On multivariate analysis, compared with patients with increasing CEA (group 5), patients with CEA flare had a significantly better ORR (group 5 vs. group 1: 11% vs. 73%; risk ratio [RR]: 27.96; 95% CI: 9.55–81.88; p < 0.001), PFS (median 3.1 vs. 8.3 months; RR: 0.38; 95% CI: 0.26–0.56; p < 0.001) and OS (median 10.9 vs. 17.7 months; RR: 0.53; 95% CI: 0.34–0.82; p < 0.001).
In addition to the flare, this study also showed that a decreasing CEA pattern (group 2) and a normal baseline (group 3) were also associated with improved PFS and OS when compared to the increasing pattern (group 5). The number of patients in the "stable" CEA group (group 4) was insufficient to demonstrate a survival benefit.

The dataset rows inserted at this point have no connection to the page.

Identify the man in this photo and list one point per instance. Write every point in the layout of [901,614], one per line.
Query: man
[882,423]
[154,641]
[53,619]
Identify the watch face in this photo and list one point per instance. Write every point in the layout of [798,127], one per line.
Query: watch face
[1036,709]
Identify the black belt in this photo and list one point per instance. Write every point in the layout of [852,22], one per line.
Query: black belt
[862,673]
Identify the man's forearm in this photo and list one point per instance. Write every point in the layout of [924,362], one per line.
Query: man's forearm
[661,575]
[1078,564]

Thus, CEA flare was associated with a 62% relative reduction in the risk of progression and a nearly halving of the risk of death compared to an increasing CEA pattern. It is notable that patients with normal baseline CEA levels exhibited the best progression-free and overall survival. Nonetheless, this comprehensive analysis of a large series of colorectal cancer patients confirms and extends the favorable implications of CEA flare. In the previous reports, flare was associated with an improved response rate; in this report of a substantially larger series, not only was improved response rate observed, but also there was improved progression-free and overall survival compared with those whose with rising CEA levels in a pattern other than "flare."

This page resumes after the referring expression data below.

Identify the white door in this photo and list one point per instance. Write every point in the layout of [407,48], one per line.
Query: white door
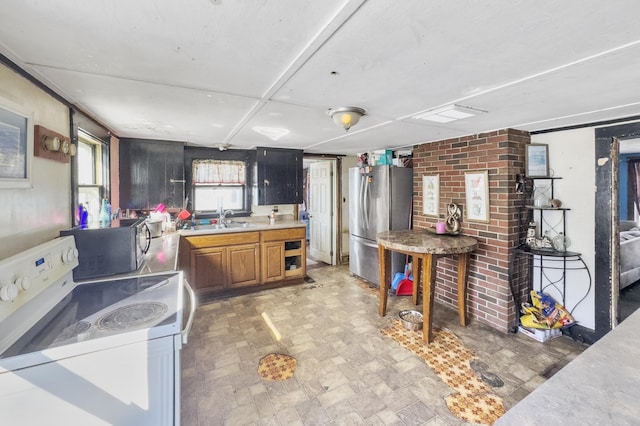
[320,209]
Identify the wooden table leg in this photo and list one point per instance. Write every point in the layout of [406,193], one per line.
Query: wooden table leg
[384,267]
[416,278]
[429,263]
[463,260]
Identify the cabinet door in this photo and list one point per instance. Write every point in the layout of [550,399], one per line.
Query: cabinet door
[208,268]
[244,265]
[272,261]
[279,176]
[147,169]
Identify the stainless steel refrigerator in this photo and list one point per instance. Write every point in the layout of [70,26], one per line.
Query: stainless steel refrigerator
[380,200]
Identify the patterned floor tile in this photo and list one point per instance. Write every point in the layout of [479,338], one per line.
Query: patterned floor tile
[347,372]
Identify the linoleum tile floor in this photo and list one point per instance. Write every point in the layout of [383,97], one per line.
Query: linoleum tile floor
[347,372]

Why this should be the case remains unknown. CEA is a glycoprotein normally found in embryonic tissue and various adenocarcinomas but not in healthy normal adult tissue.3 It remains unclear whether its presence has any significance with regard to local tumor growth, invasion, and metastases, or whether its level just signifies the overall burden of tumor cells. There are some experimental tumor models that would support the first hypothesis. For example, injection of exogenous CEA in a murine colorectal cancer model resulted in increased liver metastases.4 A mechanism accounting for a "flare" in CEA in a subset of treated patients also remains to be established. There is a current sense that CEA flares may be more prevalent in patients treated with oxaliplatin2,5 and, if so, we might expect to see more patients exhibiting a flare as more patients with advanced colorectal cancer are treated with this drug.
1. Ailawadhi S, et al. Chemotherapy-induced carcinoembryonic antigen surge in patients with metastatic colorectal cancer. Oncology. 2006;70:49-53.
2. Sorbye H, Dahl O. Transient CEA increase at start of oxaliplatin combination therapy for metastatic colorectal cancer. Acta Oncol. 2004;43:495-498.
3. Goldstein MJ, Mitchell EP. Carcinoembryonic antigen in the staging and follow-up of patients with colorectal cancer. Cancer Invest. 2005;23:338-51.
4. Hostetter RB, et al. Carcinoembryonic antigen as a selective enhancer of colorectal cancer metastasis. J Natl Cancer Inst. 1990;82:380-385.
5. Prete SP, et al. Combined effects of 5-fluorouracil, folinic acid and oxaliplatin on the expression of carcinoembryonic antigen in human colon cancer cells: pharmacological basis to develop an active antitumor immunochemotherapy. J Exp Clin Cancer Res. 2008;27:5.